Membership Inference Attacks and Countermeasures

What Is Membership Inference Attack?

Membership Inference Attack (MIA) is a technique that reveals if a certain data sample was used for training a deep-learning model. Generative models, apart from classifying samples, should also be able to extend their performance to handle other, previously unseen data.

However, handling new and poorly explored data can somewhat decrease the model’s efficiency — this is a weakness point that adversaries can exploit with the help of MIAs.

Attack Model and Strategies

An attack model in the context of MIA typically comprises the following parameters:

• Environment

It refers to the knowledge level about the target model that an attacker has. There are three scenarios: Black-Box when nothing is known except general knowledge and the model’s output, Grey-Box when some data like distribution of features is known, and White-Box when everything, including the training data, is available.

• Shadow dataset

This implies a collection of data that mimics the original training dataset and isn’t authorized by an official developing team. It’s used to leverage the API.

• API investigation

At this stage critical info about API is retrieved through probing: number of features, classes, and so on.

• Generation of shadow samples

They are produced with the Statistics-, Active Learning-, Query-, and Region-Based Generation.
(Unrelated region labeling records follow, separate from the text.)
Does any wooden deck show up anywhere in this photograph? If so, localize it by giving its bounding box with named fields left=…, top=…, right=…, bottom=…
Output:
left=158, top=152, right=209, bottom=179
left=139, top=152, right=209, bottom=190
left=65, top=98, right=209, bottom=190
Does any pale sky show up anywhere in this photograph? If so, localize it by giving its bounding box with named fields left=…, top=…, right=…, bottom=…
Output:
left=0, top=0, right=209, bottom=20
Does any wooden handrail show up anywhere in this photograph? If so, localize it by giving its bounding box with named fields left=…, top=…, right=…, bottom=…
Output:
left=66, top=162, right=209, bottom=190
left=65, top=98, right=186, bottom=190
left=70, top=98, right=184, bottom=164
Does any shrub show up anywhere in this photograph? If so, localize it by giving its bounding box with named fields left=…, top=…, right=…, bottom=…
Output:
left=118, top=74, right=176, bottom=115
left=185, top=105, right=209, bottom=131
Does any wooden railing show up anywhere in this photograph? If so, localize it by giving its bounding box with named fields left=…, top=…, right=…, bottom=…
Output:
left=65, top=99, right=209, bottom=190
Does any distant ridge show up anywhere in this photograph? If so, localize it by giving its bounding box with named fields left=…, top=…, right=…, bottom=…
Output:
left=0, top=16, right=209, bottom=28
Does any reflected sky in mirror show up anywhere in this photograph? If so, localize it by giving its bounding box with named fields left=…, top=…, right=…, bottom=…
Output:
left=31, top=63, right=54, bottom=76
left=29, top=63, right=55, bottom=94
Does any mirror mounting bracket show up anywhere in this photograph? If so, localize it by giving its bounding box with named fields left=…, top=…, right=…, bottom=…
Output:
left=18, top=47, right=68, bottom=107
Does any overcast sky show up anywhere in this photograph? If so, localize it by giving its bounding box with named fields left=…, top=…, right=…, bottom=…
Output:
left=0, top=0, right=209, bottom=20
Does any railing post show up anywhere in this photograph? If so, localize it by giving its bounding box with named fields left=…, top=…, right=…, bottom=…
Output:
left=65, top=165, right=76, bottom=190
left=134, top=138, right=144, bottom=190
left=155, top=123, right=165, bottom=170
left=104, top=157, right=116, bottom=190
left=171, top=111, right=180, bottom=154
• Creation of the attack model

The attack model will be based on a dataset built upon the previously gathered shadow data. The model itself will play the role of a binary classifier that uses probability vector outputs to infer if the input samples were or were not used in the training phase.  

Some Special Cases of Membership Inference Attacks

There’s a constellation of attack scenarios, in which MIAs can be featured:

1. Likelihood Ratio Attack

Likelihood ratio attack (LRA) is based on statistical data and prediction that accepts or discards the notion that a sample was involved in the target model’s training. To make a prediction, it employs such factors as confidence scores and also trains shadow models.
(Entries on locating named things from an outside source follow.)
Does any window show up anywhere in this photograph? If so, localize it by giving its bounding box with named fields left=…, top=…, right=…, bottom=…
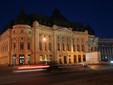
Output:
left=77, top=45, right=80, bottom=51
left=13, top=43, right=16, bottom=50
left=78, top=55, right=81, bottom=62
left=83, top=55, right=86, bottom=62
left=49, top=43, right=51, bottom=51
left=39, top=42, right=42, bottom=50
left=62, top=43, right=65, bottom=51
left=74, top=55, right=76, bottom=63
left=57, top=43, right=60, bottom=51
left=27, top=42, right=30, bottom=50
left=82, top=45, right=85, bottom=52
left=20, top=42, right=24, bottom=50
left=21, top=30, right=24, bottom=33
left=73, top=44, right=76, bottom=51
left=67, top=44, right=70, bottom=51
2. Membership Inference Attacks Against In-Context Learning

In this scenario, In-Context Learning is treated like a weakness, as it allows a model to memorize its recent answers and conversations. A hybrid attack can be utilized, including GAP attack, as well as Inquiry that asks if a model knows certain word sequences, Repeat, and Brainwash that misleads it with incorrect knowledge.  

3. Membership Inference Attacks Against Synthetic Health Data

An experiment showed that electronic medical records are vulnerable to inference attacks. These records may have unique features that do not recur throughout the set. They are dubbed “signatures” and stay irrelevant to the main data, which makes their accidental replication and consequent leakage possible.  
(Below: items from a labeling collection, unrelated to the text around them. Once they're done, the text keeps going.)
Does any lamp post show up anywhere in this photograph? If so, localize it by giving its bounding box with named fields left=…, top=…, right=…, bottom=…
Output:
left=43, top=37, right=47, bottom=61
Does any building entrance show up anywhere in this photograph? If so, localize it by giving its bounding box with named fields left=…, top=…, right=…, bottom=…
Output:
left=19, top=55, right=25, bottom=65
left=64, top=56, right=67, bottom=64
4. Similarity Distribution Based Membership Inference Attack

This technique employs the inter-sample similarity distribution — it helps detect conditional distribution of the similarity that target samples and other reference data may possibly share. It serves as a basis for a successful MIA.

5. Subpopulation-Based Membership Inference Attack

The proposed method is claimed to be more practical in nature as it focuses on an entire subpopulation rather than on a single sample. Besides, it can detect if actual user data was brought up at the training stage and doesn't require numerous shadow models . 

6. User-Level Membership Inference Attack

The previous approach can also help extract user-data with the metric embedding learning — It finds a way to transform a high-dimensional input into a lower-dimensional latent space, where similar inputs get close to each other.

7. Data Augmentation-Based Membership Inference Attacks

A technique based on semi-supervised learning (SSL) is proposed with additional data augmentation-based MIAs — a big part in this solution belongs to weakly/strongly augmented views, on which prediction agreement is trained. 

8. Membership Inference Attack on Diffusion Models

To extract training samples from a diffusion model, it is suggested to employ a learned quantile regression model that is able to predict reconstruction loss distribution for every piece of data.

Countermeasures and Defense against Membership Inference Attacks

To avoid MIAs it is recommended to employ regularization that tackles overfitting in neural models, use differential privacy algorithms, restricting the prediction vector and increasing its entropy, prompt-based defence with safety instructions given to the model, and so on.